John Goodall

Research Scientist

Data Science and Visualization Group

Oak Ridge National Laboratory

  865.446.0611

  jgoodall@ornl.gov

 

Keep gh-pages in sync with master

I wanted to add the source for a web site to the master branch of a project, build static html from that, and keep those changes in sync with the gh-pages branch to automatically deploy to github pages on each commit.

Here are the steps to set this up. This assumes you dont have a gh-pages branch already (if you do, delete it). I was using the deploy directory in master branch as the source for the gh-pages branch, so modify that directory as needed. Here are the steps (you should be in the root of your project when you start this sequence):

    git checkout -b gh-pages
    ls | grep -v deploy | xargs rm -rf
    git mv deploy/* .
    rmdir deploy
    git add .
    git ls-files --deleted | while read FILE; do git rm "$FILE"; done
    git commit -a -m "Initial commit in pages branch"
    git push origin master gh-pages
    git checkout master

Update: you may have to do git mv -k deploy/* . if you have empty directories in your deploy directory

First, this creates and checks out the new gh-pages branch. Then remove all of the directories and files except the directory containing the web site (i.e. deploy). Move those files into the root directory and commit. Push the changes and go back to master.

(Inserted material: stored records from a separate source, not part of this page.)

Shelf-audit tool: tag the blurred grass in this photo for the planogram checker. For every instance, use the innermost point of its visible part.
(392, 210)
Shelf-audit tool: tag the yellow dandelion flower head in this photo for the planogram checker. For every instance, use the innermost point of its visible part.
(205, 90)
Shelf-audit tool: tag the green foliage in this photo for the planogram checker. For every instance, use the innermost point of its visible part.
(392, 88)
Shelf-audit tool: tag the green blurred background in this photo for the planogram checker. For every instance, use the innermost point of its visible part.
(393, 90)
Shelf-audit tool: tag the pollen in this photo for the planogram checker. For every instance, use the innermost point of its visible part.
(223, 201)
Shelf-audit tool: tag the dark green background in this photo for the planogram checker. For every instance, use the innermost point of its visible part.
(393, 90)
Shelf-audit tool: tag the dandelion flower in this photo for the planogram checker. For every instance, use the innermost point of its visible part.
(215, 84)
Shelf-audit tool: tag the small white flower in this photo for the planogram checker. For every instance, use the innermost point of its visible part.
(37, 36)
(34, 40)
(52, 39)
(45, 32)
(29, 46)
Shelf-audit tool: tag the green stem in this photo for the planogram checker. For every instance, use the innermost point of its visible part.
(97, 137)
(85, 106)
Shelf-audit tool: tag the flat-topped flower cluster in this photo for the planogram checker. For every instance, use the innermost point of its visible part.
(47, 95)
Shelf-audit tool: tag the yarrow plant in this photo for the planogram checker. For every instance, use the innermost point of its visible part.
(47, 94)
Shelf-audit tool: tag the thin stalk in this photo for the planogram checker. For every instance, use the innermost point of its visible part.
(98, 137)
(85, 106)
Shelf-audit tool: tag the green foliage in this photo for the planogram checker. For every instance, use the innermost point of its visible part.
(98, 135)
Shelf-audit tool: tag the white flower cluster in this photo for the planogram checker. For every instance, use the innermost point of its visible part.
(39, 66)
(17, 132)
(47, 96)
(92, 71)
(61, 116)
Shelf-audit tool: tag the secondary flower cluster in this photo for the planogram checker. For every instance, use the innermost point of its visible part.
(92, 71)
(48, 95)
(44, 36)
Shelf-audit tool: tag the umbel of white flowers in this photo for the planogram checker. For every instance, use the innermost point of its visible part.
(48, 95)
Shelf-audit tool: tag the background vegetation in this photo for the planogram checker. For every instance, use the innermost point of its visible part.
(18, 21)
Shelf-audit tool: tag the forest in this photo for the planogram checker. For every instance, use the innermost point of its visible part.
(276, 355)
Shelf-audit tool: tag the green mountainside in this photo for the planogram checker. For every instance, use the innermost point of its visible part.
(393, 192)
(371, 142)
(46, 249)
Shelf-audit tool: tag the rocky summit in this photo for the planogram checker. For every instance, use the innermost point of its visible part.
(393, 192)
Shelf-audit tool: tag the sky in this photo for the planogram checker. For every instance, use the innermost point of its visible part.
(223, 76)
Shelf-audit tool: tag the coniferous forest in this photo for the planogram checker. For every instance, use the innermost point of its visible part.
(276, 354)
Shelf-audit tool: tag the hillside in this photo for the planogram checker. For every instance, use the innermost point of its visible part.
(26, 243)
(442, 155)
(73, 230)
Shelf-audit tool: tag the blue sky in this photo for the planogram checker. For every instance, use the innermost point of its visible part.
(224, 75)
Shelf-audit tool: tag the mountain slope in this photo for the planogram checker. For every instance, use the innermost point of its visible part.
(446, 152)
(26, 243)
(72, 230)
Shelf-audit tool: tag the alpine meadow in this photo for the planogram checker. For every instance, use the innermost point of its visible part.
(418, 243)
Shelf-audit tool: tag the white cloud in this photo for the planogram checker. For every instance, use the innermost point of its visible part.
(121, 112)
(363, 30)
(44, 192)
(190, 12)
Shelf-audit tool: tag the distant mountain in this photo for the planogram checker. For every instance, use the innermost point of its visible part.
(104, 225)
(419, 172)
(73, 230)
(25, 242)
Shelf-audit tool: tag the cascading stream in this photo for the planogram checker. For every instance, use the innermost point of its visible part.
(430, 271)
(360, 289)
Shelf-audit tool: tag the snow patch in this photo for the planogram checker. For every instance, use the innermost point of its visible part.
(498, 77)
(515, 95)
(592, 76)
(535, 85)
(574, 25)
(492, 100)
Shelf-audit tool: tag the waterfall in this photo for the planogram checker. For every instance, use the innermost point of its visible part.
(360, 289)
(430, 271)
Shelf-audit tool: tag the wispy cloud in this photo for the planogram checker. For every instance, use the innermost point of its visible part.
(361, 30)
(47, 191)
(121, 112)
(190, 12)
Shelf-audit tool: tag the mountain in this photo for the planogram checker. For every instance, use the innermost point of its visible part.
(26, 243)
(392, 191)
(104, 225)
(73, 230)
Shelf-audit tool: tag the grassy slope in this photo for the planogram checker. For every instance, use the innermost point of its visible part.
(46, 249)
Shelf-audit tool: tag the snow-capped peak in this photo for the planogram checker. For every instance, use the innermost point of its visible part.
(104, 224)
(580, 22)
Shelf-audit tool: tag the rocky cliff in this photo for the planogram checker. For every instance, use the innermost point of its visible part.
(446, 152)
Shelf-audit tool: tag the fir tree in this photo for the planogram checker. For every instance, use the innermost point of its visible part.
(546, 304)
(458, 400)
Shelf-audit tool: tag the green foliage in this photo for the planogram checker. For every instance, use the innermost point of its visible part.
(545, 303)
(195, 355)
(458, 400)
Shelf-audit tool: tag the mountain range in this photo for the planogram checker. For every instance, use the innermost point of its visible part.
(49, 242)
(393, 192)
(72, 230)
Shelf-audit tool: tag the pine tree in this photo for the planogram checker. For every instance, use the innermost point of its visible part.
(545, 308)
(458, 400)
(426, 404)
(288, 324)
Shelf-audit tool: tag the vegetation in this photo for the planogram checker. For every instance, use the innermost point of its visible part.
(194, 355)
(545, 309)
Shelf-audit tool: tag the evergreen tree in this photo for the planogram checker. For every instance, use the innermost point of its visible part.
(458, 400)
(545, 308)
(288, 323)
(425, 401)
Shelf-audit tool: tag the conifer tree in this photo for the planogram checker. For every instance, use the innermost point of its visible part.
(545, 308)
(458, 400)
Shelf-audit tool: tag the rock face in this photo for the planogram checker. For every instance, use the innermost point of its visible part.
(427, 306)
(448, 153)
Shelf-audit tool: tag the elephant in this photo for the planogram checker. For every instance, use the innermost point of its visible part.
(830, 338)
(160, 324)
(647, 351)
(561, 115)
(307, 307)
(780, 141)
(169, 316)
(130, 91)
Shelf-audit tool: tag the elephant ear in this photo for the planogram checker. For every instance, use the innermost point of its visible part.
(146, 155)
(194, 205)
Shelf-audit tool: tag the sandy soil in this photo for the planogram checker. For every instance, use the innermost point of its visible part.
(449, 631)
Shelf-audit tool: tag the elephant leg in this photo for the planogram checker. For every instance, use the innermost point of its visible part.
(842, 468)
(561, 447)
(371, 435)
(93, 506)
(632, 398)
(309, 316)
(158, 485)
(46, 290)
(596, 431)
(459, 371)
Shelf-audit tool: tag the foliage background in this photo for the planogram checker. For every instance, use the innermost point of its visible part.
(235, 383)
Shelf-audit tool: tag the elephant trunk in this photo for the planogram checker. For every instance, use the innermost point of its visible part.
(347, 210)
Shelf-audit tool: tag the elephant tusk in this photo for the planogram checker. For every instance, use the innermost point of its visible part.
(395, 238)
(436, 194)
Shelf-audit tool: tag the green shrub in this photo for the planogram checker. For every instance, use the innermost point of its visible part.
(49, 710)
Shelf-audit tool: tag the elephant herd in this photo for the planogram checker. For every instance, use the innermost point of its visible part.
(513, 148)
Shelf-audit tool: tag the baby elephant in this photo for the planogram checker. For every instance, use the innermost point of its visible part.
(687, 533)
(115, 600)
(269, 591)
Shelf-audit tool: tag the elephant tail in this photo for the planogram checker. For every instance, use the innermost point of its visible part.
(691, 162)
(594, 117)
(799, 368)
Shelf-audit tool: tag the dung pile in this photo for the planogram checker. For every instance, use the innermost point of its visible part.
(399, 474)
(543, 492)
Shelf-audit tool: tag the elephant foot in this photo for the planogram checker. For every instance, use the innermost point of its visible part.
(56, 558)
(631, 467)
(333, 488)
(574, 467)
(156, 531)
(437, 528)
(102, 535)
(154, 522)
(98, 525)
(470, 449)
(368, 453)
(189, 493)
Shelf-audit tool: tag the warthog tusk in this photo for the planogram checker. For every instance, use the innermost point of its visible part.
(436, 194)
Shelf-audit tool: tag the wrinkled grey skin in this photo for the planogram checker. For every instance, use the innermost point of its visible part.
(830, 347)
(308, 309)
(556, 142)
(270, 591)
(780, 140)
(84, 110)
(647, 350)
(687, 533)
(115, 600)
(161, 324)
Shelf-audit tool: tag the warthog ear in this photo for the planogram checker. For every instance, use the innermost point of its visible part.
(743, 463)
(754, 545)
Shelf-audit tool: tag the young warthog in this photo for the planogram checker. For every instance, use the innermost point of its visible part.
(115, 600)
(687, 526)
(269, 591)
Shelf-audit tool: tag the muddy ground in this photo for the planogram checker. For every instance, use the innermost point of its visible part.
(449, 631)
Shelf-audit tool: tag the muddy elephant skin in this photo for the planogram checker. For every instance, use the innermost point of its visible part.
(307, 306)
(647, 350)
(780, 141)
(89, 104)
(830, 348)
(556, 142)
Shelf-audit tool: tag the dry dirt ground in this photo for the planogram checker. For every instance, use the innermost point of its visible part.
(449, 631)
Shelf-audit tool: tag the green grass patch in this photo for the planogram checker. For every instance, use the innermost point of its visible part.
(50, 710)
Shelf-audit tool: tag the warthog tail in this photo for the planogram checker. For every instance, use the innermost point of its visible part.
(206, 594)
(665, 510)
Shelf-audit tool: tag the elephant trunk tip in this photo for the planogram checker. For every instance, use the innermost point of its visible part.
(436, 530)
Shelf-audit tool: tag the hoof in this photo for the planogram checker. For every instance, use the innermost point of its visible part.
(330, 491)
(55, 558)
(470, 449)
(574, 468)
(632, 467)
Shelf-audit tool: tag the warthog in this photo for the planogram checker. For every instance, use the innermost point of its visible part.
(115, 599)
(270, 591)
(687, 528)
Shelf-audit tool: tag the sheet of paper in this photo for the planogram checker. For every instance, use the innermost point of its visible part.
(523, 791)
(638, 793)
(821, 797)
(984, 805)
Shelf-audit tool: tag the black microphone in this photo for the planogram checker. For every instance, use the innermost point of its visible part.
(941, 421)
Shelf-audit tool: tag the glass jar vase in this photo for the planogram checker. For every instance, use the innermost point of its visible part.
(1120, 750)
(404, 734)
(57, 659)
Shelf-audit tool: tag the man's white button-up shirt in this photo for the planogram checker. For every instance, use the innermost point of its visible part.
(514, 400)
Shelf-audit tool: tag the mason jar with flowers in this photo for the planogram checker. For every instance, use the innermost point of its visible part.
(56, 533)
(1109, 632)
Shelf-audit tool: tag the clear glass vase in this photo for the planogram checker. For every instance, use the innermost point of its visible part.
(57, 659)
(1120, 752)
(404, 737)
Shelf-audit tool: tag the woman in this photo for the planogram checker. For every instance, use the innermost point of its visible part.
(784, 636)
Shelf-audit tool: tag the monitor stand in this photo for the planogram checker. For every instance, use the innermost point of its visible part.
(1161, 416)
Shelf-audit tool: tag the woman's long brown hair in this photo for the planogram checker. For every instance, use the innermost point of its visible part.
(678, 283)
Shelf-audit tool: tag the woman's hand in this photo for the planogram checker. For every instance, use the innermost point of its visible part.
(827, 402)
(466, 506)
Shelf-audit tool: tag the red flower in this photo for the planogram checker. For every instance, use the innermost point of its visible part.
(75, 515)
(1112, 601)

Now, when you edit the files in master, you can merge them into the gh-pages branch by doing this (you should be in the root of your project when you start this sequence):

    git checkout gh-pages
    git merge -s subtree master
    git push origin master gh-pages

This will checkout the gh-pages branch, merge using the subtree strategy, then push both back to the origin remote repository.

Git hooks

Since we dont want to do all that every time, we can automate the process using git hooks in the master branch, so that the workflow is:

  1. edit a file in master
  2. add and commit the changes
  3. git push --all

A simple git pre-commit hook that uses grunt builds the static web site:

    #!/bin/sh
    ./node_modules/.bin/grunt
    git add deploy

The git post-commit hook will merge the changes with the gh-pages branch for deployment on github pages:

    #!/bin/sh
    git checkout gh-pages
    git merge -s subtree master
    git checkout master

To use the hooks, create them in your project root and then create the symlinks:

    ln -s ../../pre-commit.sh .git/hooks/pre-commit
    ln -s ../../post-commit.sh .git/hooks/post-commit

Now, every time you do a git push --all in the master branch, the hooks will first build the static site and add the deploy directory to the commit, then will merge the changes to the gh-pages branch.